We regularly did Dewsbury Rugby League, and that was a thing. We did lots of galas, some of them very small sort of church galas, some a bit bigger. I can remember in my later days of being a Cadet doing a rodeo, I went to a rodeo, and that was just before I left the Cadets really and moved on into the adults. But yes. We started in the later days of the Cadets going to Huddersfield Town and covering Huddersfield Town. That was in the old ground, I can remember that quite – because that was the day when – the days when football hooliganism was at its height. So I can remember us all being locked in the First Aid post at the time for us own safety with police outside, while the police sorted out what was going off outside.

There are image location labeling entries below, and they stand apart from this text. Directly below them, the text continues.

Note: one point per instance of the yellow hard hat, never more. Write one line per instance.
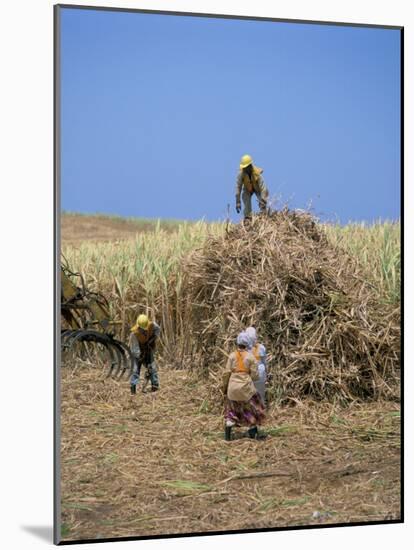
(246, 160)
(143, 321)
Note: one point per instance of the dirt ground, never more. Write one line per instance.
(157, 463)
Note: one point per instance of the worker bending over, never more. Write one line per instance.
(143, 338)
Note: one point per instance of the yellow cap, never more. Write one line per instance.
(143, 321)
(246, 160)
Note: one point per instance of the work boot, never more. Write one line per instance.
(252, 432)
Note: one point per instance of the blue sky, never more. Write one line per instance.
(157, 110)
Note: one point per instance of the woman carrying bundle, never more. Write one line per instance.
(243, 405)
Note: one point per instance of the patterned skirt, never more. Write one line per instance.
(245, 413)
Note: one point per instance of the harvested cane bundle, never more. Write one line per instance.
(322, 321)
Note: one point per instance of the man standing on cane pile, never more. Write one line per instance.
(143, 337)
(249, 181)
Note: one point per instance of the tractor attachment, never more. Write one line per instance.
(86, 320)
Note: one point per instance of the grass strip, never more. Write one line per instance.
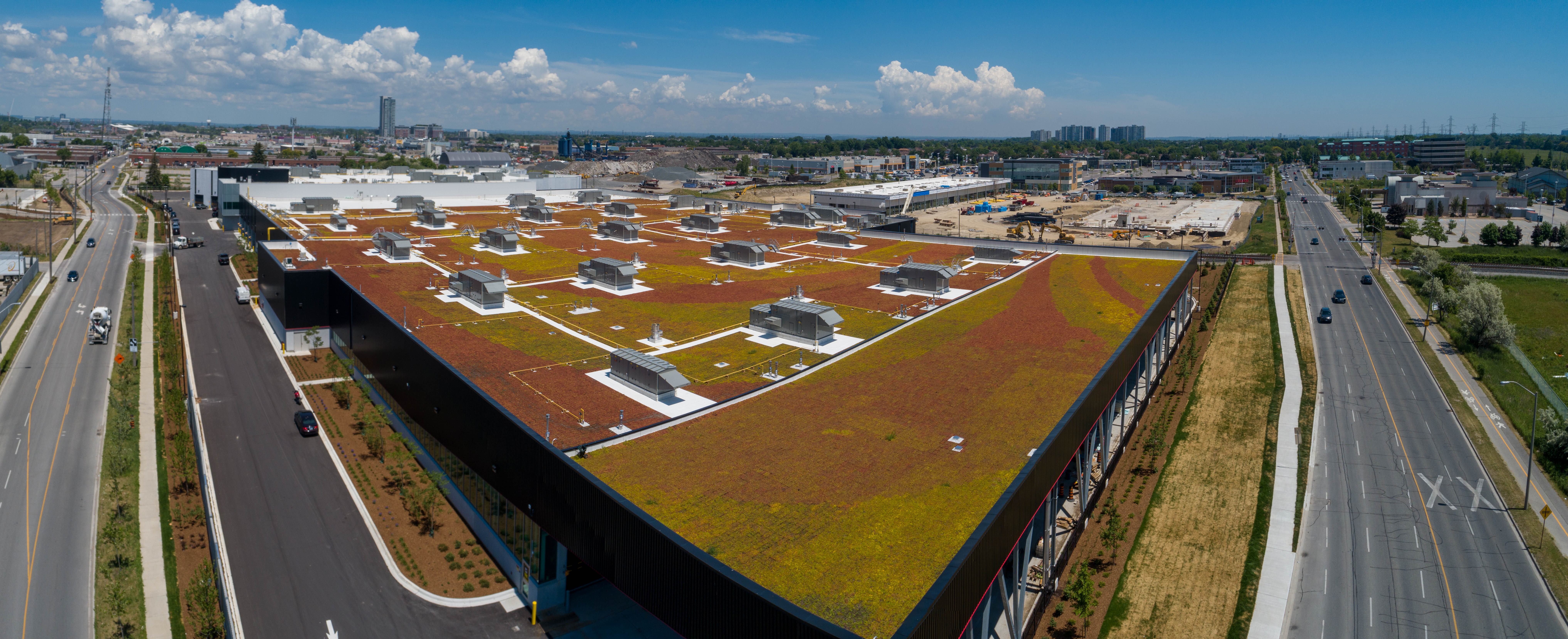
(118, 600)
(1307, 356)
(1551, 561)
(1252, 571)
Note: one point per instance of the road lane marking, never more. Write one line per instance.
(30, 534)
(1448, 589)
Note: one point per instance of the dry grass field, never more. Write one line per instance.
(1186, 571)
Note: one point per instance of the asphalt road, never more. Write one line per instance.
(52, 426)
(299, 549)
(1402, 534)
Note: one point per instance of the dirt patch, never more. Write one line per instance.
(1131, 483)
(30, 236)
(1188, 566)
(314, 367)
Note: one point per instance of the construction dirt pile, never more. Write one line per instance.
(608, 167)
(681, 158)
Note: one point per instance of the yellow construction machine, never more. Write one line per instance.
(1062, 236)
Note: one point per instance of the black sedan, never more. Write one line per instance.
(306, 423)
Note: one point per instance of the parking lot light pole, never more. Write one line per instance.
(1528, 467)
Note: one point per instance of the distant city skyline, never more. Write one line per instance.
(556, 67)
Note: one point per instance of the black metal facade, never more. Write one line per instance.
(681, 585)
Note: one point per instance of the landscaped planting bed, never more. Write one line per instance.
(826, 491)
(1186, 569)
(423, 531)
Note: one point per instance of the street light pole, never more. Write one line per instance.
(1534, 409)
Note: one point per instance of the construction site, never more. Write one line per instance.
(706, 401)
(1114, 222)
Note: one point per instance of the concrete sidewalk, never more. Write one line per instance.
(1279, 572)
(1511, 447)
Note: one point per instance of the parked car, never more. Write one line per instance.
(306, 423)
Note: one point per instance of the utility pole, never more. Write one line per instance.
(109, 76)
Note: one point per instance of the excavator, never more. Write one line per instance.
(1062, 235)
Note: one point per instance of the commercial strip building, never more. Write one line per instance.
(769, 566)
(921, 194)
(1354, 169)
(1366, 148)
(1440, 153)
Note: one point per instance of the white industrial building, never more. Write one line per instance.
(1354, 169)
(921, 194)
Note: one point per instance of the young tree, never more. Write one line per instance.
(1511, 235)
(1482, 315)
(1490, 235)
(1434, 232)
(1396, 214)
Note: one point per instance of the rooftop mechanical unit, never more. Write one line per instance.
(539, 213)
(794, 217)
(739, 252)
(393, 246)
(827, 214)
(620, 230)
(608, 272)
(838, 239)
(524, 200)
(797, 321)
(996, 255)
(647, 374)
(929, 279)
(865, 221)
(432, 217)
(501, 239)
(703, 222)
(482, 288)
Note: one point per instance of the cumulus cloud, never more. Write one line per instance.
(772, 37)
(949, 93)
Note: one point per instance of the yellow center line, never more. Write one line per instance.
(1401, 440)
(30, 536)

I can remember my first cardiac arrest when I was a Cadet, and that was at Dewsbury Rugby, and it was a player, and I assisted with that. Luckily there were a couple of doctors around, so they took the lead on it. But yes I actually did cardiac massage as a Cadet. That was one of them. The rodeo was particularly eye opening, and because the patients were just falling off horses and doing all sorts of things. We were fairly busy for that. And it was in the days when the NHS ambulance service wasn’t like it was, and they all had the County Boroughs, because they go back a long time, the County Boroughs had their own ambulance service. So Dewsbury was covered by a County Borough ambulance. And on a Saturday, which it was, they only had one vehicle on. And we could see that vehicle just going over the horizon on the other hill with a patient in. And a gentleman came out of a beer tent and fell on the tent peg on his eye. So he was in a mess. And luckily, I say this with tongue-in-cheek, there was another ambulance there onsite, which was a Scout ambulance, which there was – they did it for mountain rescue and sort of thing, supposedly. But it was full of ropes and this that and the other. And a police officer who was also a member of St John Ambulance turned around and said, “That ambulance is taking that patient to hospital.” And he had to clear it out, the Scout master drove the ambulance, and we – myself, my dad, and my uncle went inside the ambulance dealing with the patient and holding the stretcher in position while we took him to the hospital. Those were the days that, you know, we sort of lived in. And we had a policeman sat aside of the – a Special Constable sat aside of the driver. And he’d already he’d lost his eye in an industrial accident or something, so he had a glass eye, so we didn’t stop for anything, and we just, it was so unusual. But yeah, we took him to hospital.